In the 82nd anniversary of 8 September 1943, Milan stopped to remember. At 6.30 pm today, September 8, among the corridors and tracks of the Central Station, a symbol of starting and goodbyes, the show comes the places of memory, which intertwines memory, history and art: a itinerant theatrical path that leads the spectators to the places themselves where hundreds of Milanese were loaded on goods vagons, intended for concentration camps and extermination. The idea was born from Stefania allowed, inspired by his book Places of Memory of Milanand finds shape in the staging of Castagna Ravelli, directed by Paolo Castagna. The spectators, following a carefully studied path, move among the rooms of the station, testifying to the silence and loneliness of those basement from which many started not to return. The scene opens with a prologue by the Memorial Foundation of the Shoah, which historically contextualizes events, connecting the gesture of the armed resistance against Nazi -fascism to the drama of deportations.
The theatrical path alternates narration, acting and music. Actresses and actors of the Piccolo Teatro give voice to the testimonies of the survivors, bringing back to life memories, fear, courage and resistance. The music, performed by the artists of the Conservatory, accompany the public, making the experience even more immersive. The itinerary culminates within one of the historical wagons, where prisoners were crammed and transported to a fate of death: a physical, real place, which transmits the horror of the story without the need for rhetoric.
This show, which returns voice and dignity to those who started from there without returning, is not just a memory: it is an invitation to reflection. The public symbolically crosses memory, observes the places that were the scene of suffering and includes the importance of resistance, civil courage and testimony. In a world where history risks being forgotten or trivialized, experiences like this remind us how essential it is to preserve active memory.

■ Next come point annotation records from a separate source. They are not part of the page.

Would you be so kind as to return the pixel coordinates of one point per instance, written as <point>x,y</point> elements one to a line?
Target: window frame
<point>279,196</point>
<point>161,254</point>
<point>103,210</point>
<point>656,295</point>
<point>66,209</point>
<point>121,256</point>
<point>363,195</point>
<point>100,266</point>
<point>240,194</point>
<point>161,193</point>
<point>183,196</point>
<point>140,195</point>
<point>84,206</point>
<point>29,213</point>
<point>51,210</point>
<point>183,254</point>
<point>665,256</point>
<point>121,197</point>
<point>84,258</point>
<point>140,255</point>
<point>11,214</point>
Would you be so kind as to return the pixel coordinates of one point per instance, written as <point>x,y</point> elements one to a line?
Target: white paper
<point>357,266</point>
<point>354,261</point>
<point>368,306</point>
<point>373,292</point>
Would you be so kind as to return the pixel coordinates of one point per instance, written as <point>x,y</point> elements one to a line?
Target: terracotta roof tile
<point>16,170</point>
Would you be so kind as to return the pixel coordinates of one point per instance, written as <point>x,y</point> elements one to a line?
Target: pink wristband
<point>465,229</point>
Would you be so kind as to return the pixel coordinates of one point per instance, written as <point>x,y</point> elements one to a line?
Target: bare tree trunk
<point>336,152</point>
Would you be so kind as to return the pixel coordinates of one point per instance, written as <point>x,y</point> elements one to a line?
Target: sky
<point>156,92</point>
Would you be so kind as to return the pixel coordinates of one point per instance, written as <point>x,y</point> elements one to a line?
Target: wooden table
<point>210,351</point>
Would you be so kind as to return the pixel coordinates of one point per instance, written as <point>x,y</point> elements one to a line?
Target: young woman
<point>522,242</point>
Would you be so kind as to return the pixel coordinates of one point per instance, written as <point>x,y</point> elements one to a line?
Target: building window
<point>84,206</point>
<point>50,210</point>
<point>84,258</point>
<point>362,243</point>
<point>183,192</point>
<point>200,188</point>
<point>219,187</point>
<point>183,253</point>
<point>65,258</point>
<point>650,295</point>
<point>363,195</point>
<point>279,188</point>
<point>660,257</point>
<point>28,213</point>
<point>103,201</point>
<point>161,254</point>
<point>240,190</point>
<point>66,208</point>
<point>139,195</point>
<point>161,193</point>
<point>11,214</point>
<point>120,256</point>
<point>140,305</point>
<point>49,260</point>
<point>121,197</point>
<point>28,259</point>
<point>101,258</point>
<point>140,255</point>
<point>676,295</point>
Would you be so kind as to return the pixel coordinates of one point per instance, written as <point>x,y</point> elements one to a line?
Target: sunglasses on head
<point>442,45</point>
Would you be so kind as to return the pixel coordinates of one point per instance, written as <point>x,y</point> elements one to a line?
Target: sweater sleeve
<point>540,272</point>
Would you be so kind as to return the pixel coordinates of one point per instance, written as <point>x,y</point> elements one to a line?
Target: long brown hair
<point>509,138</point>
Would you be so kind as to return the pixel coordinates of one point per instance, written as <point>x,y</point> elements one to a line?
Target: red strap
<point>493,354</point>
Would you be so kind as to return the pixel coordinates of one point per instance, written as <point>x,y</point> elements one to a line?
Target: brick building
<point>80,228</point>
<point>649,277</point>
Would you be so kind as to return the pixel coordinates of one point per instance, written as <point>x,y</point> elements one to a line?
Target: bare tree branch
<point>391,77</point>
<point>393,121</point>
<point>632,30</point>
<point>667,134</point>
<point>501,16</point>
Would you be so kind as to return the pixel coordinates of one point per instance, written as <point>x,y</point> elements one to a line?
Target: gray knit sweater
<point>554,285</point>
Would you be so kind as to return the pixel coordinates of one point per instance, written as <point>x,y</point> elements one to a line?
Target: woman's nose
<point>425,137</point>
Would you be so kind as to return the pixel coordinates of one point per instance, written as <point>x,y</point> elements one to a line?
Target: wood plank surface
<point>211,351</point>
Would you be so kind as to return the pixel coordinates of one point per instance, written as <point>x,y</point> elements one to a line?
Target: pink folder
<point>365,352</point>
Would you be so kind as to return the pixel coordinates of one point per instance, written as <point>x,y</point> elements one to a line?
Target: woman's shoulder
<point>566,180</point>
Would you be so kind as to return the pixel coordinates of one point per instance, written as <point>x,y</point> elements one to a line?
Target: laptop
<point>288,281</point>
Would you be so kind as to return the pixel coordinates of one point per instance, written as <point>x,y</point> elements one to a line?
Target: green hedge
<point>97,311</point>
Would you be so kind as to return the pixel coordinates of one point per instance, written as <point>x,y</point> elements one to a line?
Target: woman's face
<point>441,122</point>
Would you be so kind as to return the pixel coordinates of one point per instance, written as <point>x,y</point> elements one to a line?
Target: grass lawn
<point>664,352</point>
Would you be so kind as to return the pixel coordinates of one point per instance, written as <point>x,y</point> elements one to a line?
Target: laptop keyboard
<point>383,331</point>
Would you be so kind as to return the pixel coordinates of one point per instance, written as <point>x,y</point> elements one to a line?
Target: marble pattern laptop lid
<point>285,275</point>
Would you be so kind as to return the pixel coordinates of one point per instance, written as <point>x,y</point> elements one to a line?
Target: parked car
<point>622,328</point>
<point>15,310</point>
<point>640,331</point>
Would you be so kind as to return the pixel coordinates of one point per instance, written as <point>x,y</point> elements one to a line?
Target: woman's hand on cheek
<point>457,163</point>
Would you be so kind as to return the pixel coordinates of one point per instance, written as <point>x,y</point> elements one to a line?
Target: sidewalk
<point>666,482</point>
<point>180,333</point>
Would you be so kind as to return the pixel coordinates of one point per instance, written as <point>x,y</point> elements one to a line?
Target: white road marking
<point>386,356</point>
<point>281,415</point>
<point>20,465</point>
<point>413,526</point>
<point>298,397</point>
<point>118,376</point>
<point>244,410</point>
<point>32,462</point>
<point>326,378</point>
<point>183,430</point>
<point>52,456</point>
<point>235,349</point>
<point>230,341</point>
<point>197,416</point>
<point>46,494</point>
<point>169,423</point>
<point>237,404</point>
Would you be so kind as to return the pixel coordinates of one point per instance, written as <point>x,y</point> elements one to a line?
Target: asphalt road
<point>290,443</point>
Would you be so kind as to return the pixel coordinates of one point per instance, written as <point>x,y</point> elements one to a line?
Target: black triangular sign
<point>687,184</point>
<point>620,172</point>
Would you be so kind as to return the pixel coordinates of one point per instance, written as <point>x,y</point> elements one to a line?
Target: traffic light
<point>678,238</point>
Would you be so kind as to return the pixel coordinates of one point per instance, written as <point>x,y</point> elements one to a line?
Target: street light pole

A family in view of the Shoah Memorial at the Milan Central Station
On the website of the Piccolo Teatro in Milan, founded in 1947 by Paolo Grassi and Giorgio Strehler, a symbol of cultural and civil regeneration, which ideally connects to the values of the Resistance, it is written: “often we tend to underestimate the scope of resistance, political deportation and the Shoah on Italian territory. It is of fundamental importance to remember that the racial laws issued by the fascist government and of which the eighty -seventh resorts this year Anniversary (1938-2025), the raid organized by the SS in Rome on October 16, 1943, what happened in the two-year period 1943-1945 (after September 8 and before the end of the war) had very serious consequences for the Italian Jewish community. The Nazi -Fascist repression, after September 8, 1943, hit thousands of political opponents and workers hard. In the great factories of Milan, Sesto San Giovanni and the Province, hundreds of workers and political opponents were arrested and deported following the general strike of March 1944 “.

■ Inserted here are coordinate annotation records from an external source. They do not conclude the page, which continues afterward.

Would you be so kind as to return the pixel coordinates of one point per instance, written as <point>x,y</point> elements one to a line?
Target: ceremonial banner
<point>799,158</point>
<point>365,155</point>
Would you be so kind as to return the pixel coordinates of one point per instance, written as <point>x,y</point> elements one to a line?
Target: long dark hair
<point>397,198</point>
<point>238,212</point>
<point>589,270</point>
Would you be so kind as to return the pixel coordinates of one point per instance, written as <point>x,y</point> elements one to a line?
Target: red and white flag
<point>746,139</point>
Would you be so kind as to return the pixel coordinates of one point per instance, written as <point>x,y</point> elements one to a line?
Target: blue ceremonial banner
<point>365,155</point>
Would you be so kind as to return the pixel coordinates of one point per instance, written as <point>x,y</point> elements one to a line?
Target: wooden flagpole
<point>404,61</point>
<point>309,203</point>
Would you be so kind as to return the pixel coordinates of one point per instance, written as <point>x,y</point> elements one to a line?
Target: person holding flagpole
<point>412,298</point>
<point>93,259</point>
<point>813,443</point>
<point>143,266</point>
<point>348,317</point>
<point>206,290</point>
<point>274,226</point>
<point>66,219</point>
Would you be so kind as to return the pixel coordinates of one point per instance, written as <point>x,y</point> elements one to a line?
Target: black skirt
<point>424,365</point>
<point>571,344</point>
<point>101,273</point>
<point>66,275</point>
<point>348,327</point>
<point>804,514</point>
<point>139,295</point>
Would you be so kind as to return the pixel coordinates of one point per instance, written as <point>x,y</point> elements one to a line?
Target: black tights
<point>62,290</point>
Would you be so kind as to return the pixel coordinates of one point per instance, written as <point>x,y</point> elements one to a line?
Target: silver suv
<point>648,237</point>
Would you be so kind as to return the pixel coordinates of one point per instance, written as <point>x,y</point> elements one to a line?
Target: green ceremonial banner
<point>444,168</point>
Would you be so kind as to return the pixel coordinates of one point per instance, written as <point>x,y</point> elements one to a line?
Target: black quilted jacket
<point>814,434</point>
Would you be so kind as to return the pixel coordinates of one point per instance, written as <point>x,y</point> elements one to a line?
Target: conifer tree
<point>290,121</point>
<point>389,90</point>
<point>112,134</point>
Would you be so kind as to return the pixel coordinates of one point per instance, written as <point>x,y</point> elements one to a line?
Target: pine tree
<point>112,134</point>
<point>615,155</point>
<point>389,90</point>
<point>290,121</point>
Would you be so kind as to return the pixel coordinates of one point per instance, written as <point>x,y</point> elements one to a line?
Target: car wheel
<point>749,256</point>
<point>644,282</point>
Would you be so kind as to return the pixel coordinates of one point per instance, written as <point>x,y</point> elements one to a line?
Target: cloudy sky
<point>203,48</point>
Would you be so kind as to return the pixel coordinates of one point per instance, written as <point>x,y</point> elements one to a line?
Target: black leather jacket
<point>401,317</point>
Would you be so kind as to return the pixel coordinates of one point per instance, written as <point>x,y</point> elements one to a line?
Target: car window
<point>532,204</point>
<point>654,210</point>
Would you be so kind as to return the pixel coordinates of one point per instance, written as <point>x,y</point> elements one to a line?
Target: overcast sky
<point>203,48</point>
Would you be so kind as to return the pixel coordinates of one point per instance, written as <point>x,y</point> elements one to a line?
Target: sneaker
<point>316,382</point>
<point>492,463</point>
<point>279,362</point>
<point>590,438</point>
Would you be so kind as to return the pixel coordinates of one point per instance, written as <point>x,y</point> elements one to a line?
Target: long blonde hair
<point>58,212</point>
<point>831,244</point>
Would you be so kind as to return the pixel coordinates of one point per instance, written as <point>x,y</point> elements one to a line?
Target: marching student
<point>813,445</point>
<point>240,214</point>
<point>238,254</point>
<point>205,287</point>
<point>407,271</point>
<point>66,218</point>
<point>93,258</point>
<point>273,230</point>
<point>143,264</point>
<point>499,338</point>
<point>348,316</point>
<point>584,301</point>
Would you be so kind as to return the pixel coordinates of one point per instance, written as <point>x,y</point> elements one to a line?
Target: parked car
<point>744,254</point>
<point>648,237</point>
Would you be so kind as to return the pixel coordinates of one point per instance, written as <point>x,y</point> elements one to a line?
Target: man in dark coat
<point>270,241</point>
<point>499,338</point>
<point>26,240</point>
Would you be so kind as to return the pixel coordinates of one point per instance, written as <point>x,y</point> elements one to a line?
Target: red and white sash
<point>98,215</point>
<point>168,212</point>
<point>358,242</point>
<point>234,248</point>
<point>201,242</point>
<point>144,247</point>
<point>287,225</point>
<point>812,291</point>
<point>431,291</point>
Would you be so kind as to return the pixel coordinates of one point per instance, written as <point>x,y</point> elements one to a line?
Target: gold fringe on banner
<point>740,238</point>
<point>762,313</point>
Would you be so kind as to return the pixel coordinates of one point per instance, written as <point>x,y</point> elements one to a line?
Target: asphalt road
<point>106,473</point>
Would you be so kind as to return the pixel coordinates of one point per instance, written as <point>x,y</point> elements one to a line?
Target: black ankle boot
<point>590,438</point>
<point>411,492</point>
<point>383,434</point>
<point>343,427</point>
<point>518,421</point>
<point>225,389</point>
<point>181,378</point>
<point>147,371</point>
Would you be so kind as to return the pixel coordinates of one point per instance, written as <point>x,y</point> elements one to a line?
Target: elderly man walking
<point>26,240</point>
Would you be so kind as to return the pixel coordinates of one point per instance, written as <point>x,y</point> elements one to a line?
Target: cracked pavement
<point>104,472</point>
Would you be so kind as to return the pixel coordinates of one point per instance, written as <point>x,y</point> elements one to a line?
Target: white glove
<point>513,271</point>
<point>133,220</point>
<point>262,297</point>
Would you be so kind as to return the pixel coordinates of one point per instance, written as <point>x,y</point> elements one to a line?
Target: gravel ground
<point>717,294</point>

The Memorial of the Shoah of Milan, the place of memory, was born around track 21, a symbol of the Shoah in Italy and the political and worker deportation. The show was born and takes place in this place because, as Ferruccio De Bortoli, honorary president of the Memorial Foundation of the Shoah of Milan explains, “memory is a healthy exercise: it opens the mind and hearts … it is protection from ideological suggestions, from waves of hatred and suspicions. Memory is the cultural vaccine that makes us immune from the bacteria of anti -Semitism and racism”.

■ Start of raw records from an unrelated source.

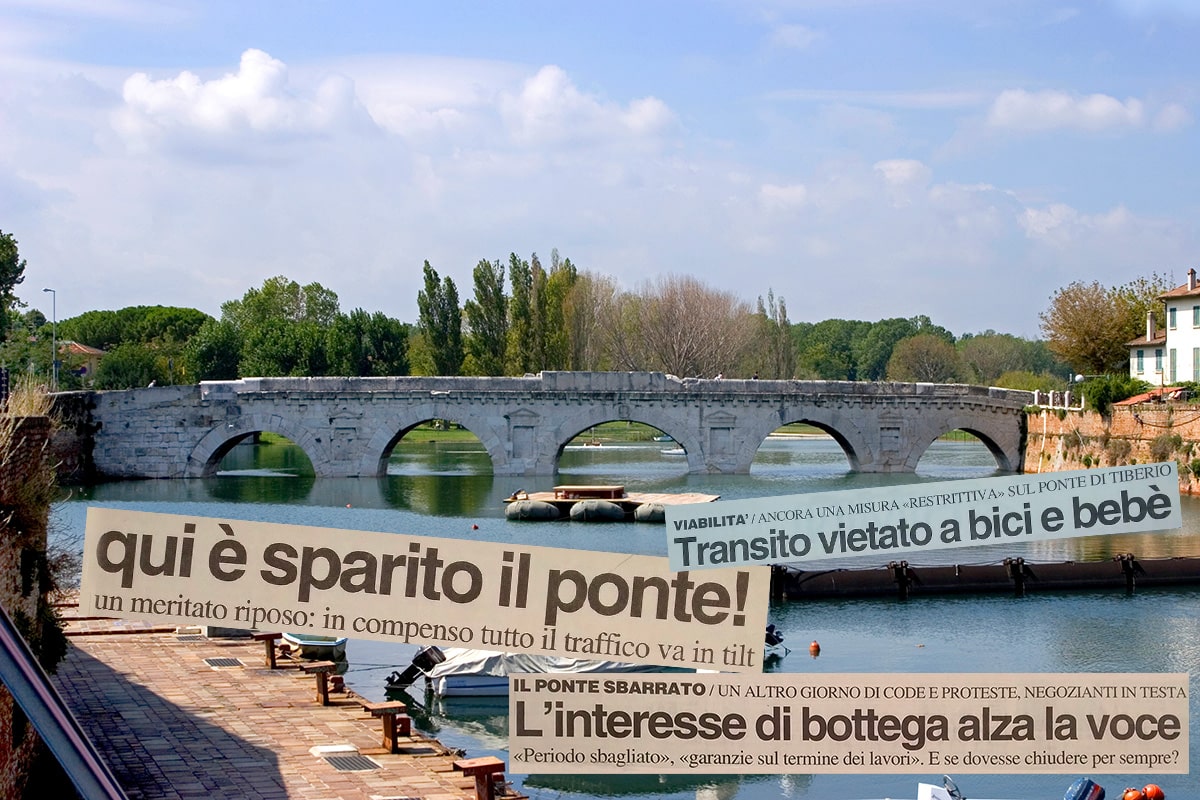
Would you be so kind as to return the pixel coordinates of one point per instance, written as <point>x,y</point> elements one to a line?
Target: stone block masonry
<point>347,426</point>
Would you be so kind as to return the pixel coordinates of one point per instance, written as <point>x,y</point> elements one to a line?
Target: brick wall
<point>22,540</point>
<point>1133,434</point>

The central station, with its vagons and silent corridors, thus becomes not only theater, but custodian of memory. The show leaves a trail of profound emotion: the history of deportees becomes shared experience, pain turns into collective consciousness. Leaving from those corridors, the viewer brings with him a question that does not dissolve because remembering is never just looking back, but questioning our present: what will we do today, to defend human dignity and prevent similar horrors from repeating?